Hezbollah, Iran send fighters to Aleppo
• Iran-backed militant groups from Lebanon and Iraq are deploying hundreds of additional fighters to front lines in the Syrian city of Aleppo, Iranian media and militia officials said Monday, after Syrian rebels breached a governmentimposed siege and cut a key government route to the contested city over the weekend.
The reinforcements by at least four groups, described by officials and state media as “elite,” will shore up Syrian President Bashar Assad’s forces there as fighting over control of the city intensifies.
Rebels breached the Syrian government siege on opposition neighbourhoods in the city of Aleppo Saturday, opening a corridor in the south and marking a major military breakthrough.
The push prompted an intensive airstrike campaign Sunday as insurgent groups put up a massive defence to protect the new corridor and gain new ground.
The battle for Aleppo, Syria’s largest city and former commercial heart, is pivotal for the Syrian civil war.
It is not clear whether the rebels would be able to keep their new gains, but the breach causes a dent in the Syrian government’s new confidence and territorial expansion, bolstered by Russian air support. The city has been divided into rebel and government-held parts since 2012.
The semi-official Iranian Fars News Agency said the Lebanese militant group Hezbollah had deployed fighters from its Radwan division to a governmentheld neighbourhood in Aleppo. The Beirut-based group does not comment on its military operations.

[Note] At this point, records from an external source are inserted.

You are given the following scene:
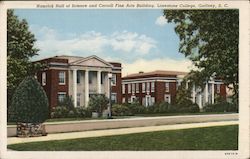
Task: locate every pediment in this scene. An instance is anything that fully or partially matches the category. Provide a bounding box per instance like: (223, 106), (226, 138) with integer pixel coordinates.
(71, 56), (112, 67)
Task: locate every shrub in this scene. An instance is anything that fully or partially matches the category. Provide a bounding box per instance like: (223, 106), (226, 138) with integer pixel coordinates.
(89, 94), (109, 114)
(51, 106), (69, 118)
(203, 101), (238, 112)
(58, 95), (74, 110)
(9, 76), (49, 123)
(112, 104), (132, 116)
(127, 102), (146, 114)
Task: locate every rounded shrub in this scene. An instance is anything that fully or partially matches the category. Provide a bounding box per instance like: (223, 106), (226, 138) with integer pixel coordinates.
(9, 76), (49, 123)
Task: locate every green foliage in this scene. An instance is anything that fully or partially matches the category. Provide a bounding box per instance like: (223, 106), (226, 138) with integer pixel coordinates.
(112, 104), (133, 116)
(58, 95), (74, 110)
(9, 76), (49, 123)
(50, 106), (91, 118)
(203, 101), (238, 112)
(88, 94), (109, 114)
(7, 10), (41, 107)
(164, 9), (239, 97)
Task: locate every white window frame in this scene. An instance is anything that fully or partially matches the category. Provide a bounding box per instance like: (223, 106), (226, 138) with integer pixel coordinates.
(76, 93), (81, 107)
(57, 92), (66, 102)
(111, 93), (117, 103)
(216, 84), (220, 94)
(131, 96), (136, 103)
(164, 94), (171, 104)
(122, 97), (126, 103)
(128, 83), (131, 93)
(135, 83), (140, 93)
(165, 82), (169, 92)
(58, 71), (66, 85)
(132, 83), (135, 93)
(146, 82), (150, 92)
(122, 84), (125, 94)
(111, 74), (116, 86)
(42, 72), (46, 86)
(142, 83), (146, 93)
(151, 82), (155, 92)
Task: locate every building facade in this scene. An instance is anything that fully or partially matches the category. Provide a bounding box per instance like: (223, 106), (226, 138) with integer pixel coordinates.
(37, 56), (122, 108)
(122, 71), (226, 108)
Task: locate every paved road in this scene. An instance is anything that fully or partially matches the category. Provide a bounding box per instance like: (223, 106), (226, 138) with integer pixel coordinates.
(8, 114), (238, 137)
(7, 121), (238, 144)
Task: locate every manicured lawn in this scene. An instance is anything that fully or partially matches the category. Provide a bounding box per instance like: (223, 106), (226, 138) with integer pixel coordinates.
(8, 125), (238, 151)
(7, 112), (236, 125)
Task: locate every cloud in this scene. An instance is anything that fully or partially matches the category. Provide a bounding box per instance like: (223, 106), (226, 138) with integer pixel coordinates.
(155, 16), (167, 26)
(31, 26), (157, 57)
(122, 58), (193, 76)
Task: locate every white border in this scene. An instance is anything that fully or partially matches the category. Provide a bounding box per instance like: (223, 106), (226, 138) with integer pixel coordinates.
(0, 1), (250, 159)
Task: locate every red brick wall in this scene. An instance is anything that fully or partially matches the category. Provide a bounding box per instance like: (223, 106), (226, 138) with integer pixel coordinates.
(112, 73), (122, 104)
(220, 84), (227, 99)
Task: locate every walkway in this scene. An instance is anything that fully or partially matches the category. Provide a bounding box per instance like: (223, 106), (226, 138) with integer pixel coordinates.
(7, 121), (238, 144)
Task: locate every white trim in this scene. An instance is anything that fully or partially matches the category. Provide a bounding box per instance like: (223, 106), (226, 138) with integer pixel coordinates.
(42, 72), (47, 86)
(58, 71), (66, 85)
(164, 94), (171, 104)
(165, 82), (170, 92)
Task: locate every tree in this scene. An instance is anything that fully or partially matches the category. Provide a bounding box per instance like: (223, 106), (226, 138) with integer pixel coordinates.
(7, 10), (41, 107)
(164, 10), (239, 102)
(9, 76), (49, 123)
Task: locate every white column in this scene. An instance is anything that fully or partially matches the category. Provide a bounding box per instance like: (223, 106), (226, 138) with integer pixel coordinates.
(192, 84), (196, 103)
(198, 93), (202, 109)
(205, 82), (208, 103)
(73, 69), (77, 107)
(97, 70), (102, 94)
(85, 70), (89, 107)
(212, 81), (214, 104)
(105, 73), (110, 98)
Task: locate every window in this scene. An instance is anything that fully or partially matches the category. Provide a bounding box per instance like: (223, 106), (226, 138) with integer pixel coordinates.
(111, 93), (117, 103)
(89, 72), (94, 84)
(128, 84), (131, 93)
(216, 84), (220, 93)
(131, 96), (137, 103)
(111, 74), (116, 86)
(132, 83), (135, 93)
(57, 92), (66, 103)
(42, 72), (46, 86)
(165, 94), (171, 104)
(128, 98), (131, 103)
(122, 84), (125, 94)
(101, 72), (105, 84)
(151, 82), (155, 92)
(135, 83), (139, 93)
(147, 82), (150, 92)
(151, 97), (155, 105)
(59, 71), (65, 85)
(142, 83), (146, 93)
(76, 71), (81, 83)
(122, 97), (126, 103)
(165, 82), (169, 92)
(76, 93), (81, 107)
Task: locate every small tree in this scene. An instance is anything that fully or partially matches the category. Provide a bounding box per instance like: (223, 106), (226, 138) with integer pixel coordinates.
(89, 94), (109, 114)
(9, 76), (49, 123)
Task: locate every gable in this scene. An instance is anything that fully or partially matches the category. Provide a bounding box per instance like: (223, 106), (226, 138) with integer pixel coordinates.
(71, 56), (112, 67)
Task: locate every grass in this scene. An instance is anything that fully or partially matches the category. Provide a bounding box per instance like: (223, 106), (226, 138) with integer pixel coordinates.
(8, 125), (238, 151)
(7, 112), (234, 125)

Reinforcements are also arriving from Iraq via Iran from the Iraq-based Hezbollah Brigades, Asaib Ahl alHaq, and al-Nujaba militias, militia officials told The Associated Press.
The Hezbollah Brigades have deployed some 1,000 fighters on Sunday, an official said. The al-Nujaba militia announced on its Facebook page that it sent 2,000 fighters.
None of the militias’ officials agreed to speak on record, saying they were not authorized to give press statements.
The battle for Aleppo has triggered one of the largest mobilizations of fighters in Syria’s civil war, with an estimated 5,000 to 8,000 fighters taking part on the rebel side.
Syria’s pro-government Al-Watan newspaper also said Monday that the Syrian army and its allies had brought “necessary” military reinforcements to recover areas it withdrew from after it carried out a “redeployment in the area.”